Architecture: Each of the clients have their own network which generates features given the data at the client.
These client models are independent of each other, except that the last layer should produce featuer maps of the same shape.
The network on the server side takes the featuers generated from the client as input and computes the segmentation mask using a much heavier network, like a Segformer.
Training: Training occurs in a round-robin fashion. In each round, one client is chosen. It computes a forward pass using its data and passes features to the server.
The server further computes the predicted mask and computes a loss between the label and the prediction. Next the client weights are updated using the zero order optimization
methods. Followed by this, the server weights are updated using first order optimization. This is continued for several rounds, with each client, thus indirectly benefitting from the server being trained using all clients.

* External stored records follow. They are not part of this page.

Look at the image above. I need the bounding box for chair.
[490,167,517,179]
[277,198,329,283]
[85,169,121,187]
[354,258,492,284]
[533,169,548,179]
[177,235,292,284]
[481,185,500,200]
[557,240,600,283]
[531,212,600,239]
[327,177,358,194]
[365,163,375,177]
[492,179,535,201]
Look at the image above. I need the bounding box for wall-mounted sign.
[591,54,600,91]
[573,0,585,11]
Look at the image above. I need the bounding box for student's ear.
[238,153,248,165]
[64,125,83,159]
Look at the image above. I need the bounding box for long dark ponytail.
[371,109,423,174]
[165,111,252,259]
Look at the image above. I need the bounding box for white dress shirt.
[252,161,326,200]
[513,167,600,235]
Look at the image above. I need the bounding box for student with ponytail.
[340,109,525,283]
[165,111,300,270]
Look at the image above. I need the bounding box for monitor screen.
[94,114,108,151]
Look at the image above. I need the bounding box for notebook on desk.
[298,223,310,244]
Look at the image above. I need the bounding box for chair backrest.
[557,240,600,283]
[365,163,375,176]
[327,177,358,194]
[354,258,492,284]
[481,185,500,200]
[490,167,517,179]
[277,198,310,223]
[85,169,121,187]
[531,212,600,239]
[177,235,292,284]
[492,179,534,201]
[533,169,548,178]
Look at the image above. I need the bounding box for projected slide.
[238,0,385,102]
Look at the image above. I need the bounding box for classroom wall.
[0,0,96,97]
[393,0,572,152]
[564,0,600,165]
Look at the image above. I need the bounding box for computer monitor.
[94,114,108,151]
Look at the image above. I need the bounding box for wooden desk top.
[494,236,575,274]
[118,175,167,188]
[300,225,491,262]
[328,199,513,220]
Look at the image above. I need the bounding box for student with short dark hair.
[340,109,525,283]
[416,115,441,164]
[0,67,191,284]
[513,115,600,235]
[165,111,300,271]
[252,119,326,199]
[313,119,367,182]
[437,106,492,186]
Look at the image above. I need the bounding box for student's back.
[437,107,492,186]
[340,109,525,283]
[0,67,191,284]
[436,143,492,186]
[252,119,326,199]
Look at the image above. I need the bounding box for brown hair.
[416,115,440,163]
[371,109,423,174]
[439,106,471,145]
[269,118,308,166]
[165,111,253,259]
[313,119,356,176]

However, this can lead to the common problem of catastrophic forgetting where training with a client can make the server forget information from the previous client. Hence, after training the server in each round, it updates a
hashmap with the key being the client index, and the value being the server weights after training with the client.
Inference: During inference, the client passes its feature maps to the server. The server uses the index of the client to query
the hashmap and retrieves the server weights which were last trained with that client. It then computes the predicted segmentation mask. Note that since the hashmap is only updated duringtraining and used during inference, it makes sure
that the server weights get trained from every client. After multiple rounds, it learns a rich set of representations.